Impact of Autonomous Vehicles on the Physical Infrastructure: Changes and Challenges
Why this work is in the frame
A frame that forgets how it found something cannot be audited. These are the routes that admitted this work.
Bibliographic record
Abstract
Over the last few years, autonomous vehicles (AVs) have witnessed tremendous worldwide interest. Although AVs have been extensively studied in the literature regarding their benefits, implications, and public acceptance, research on the physical infrastructure requirements for autonomous vehicles is still in the infancy stage. For the road infrastructure, AVs can be very promising; however, AVs might introduce new risks and challenges. This paper investigates the impact of AVs on the physical infrastructure with the objective of revealing the infrastructure changes and challenges in the era of AVs. In AVs, the human factor, which is the major factor that influences the geometric design, will not be a concern anymore so the geometric design requirements can be relaxed. On the other hand, the decrease in the wheel wander, because of the lane-keeping system, and the increase in the lane capacity, because of the elimination of the human factor, will bring an accelerated rutting potential and will quickly deteriorate the pavement condition.

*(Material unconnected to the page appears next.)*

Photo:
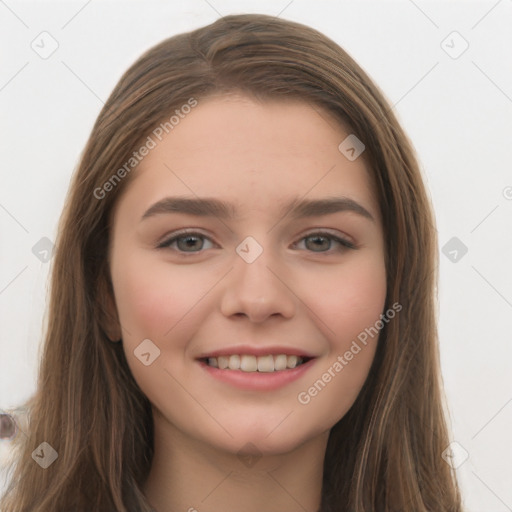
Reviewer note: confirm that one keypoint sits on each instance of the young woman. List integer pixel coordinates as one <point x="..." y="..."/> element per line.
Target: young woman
<point x="242" y="311"/>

Additionally, the existing structural design methods for bridges are not safe to support autonomous truck platoons. For parking lots, AVs have the potential to significantly increase the capacity of parking lots using the blocking strategy. However, the implementation of this parking strategy faces multiple issues such as the inconsistent marking system. Finally, AVs will need new infrastructure facilities such as safe harbor areas.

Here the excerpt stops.